The Federal Trade Commission has ruled that doctors in Michican and dentists in Indiana violated federal antitrust laws by conspiring to thwart attempts by insurers to control health care costs.
In two unanimous decisions, the commission banned the Michigan State Medical Society from trying to control payment policies of health insurers and from negotiating fees for its members, and ordered the Indiana Federation of Dentists to permit members to turn over dental X-rays for examination by insurers.
The decisions Friday were the first FTC rulings in the health field since the American Medical Association lost a major legislative battle in the last session of Congress to strip the commission's jurisdiction over health professionals.
While these two FTC decisions attacked practices of doctors and dentists to regulate fees, there were indications the commissioners recognized organized medicine's political clout. In both cases, the commission softened its administrative law judge's original order--in Indiana by allowing the dental federation to continue operating as long as its stops "coercing dental insurers," and in Michigan by letting the medical society discuss Blue Cross-Blue Shield payment policies as long as no agreements were forged.
Nonetheless, taken together the FTC rulings send a strong signal that the commission is not withdrawing from the health field despite AMA promises to continue the legislative battle this year. The AMA, which threw almost $2.5 million in campaign contributions into the fight, insisted it gained a victory last year because nothing in the FTC money bill specifically gives the FTC power to regulate professionals.
"Dentistry is a business, and the business practices of dentists are subject to the same antitrust laws as are business practices of manufacturers, jobbers and retailers," wrote Commissioner Michael Pertschuk in the Indiana dental case.

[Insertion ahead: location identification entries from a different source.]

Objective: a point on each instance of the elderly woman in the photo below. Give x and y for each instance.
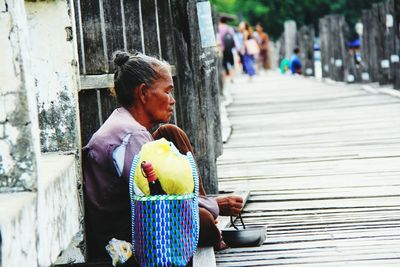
(143, 87)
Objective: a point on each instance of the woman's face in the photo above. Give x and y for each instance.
(160, 103)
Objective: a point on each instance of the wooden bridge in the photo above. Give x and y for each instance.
(322, 162)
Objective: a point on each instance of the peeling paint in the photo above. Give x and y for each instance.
(17, 154)
(58, 124)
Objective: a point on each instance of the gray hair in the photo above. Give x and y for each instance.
(133, 70)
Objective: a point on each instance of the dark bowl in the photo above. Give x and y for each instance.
(252, 236)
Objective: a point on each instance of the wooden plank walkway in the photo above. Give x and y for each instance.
(322, 162)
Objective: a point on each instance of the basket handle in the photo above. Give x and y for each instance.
(132, 193)
(195, 174)
(196, 198)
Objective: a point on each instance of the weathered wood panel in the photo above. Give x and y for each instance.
(368, 53)
(108, 103)
(198, 97)
(166, 34)
(95, 56)
(114, 29)
(89, 114)
(132, 25)
(386, 44)
(150, 27)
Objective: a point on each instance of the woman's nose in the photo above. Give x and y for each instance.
(172, 99)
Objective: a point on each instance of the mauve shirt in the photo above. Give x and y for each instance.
(106, 192)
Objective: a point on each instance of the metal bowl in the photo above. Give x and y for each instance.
(252, 236)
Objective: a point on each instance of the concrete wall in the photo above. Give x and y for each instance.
(56, 78)
(19, 144)
(38, 112)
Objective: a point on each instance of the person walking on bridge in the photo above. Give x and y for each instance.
(228, 43)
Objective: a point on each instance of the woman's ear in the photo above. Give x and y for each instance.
(141, 92)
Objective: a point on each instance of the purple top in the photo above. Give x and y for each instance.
(107, 203)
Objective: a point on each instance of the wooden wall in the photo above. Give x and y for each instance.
(166, 29)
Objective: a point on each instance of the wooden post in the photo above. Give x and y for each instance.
(198, 97)
(324, 46)
(368, 51)
(152, 46)
(290, 37)
(386, 48)
(305, 41)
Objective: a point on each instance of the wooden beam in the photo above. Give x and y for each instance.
(103, 80)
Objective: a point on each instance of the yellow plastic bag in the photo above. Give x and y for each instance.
(172, 169)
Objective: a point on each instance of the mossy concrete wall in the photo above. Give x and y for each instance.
(39, 207)
(56, 75)
(19, 144)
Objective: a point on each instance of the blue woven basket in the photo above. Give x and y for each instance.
(165, 228)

There, the commission found that dentists had banded together to stop insurance companies from using X-rays to determine if patients had received the least expensive form of treatment. This, the commission said, led to a coordinated refusal to submit X-rays for claims review; reduced competition among dentists, and thwarted insurance company efforts to contain dental costs.
The FTC found that the Michigan State Medical Society had threatened boycotts to force Blue Cross-Blue Shield to follow fee schedules set by the doctors.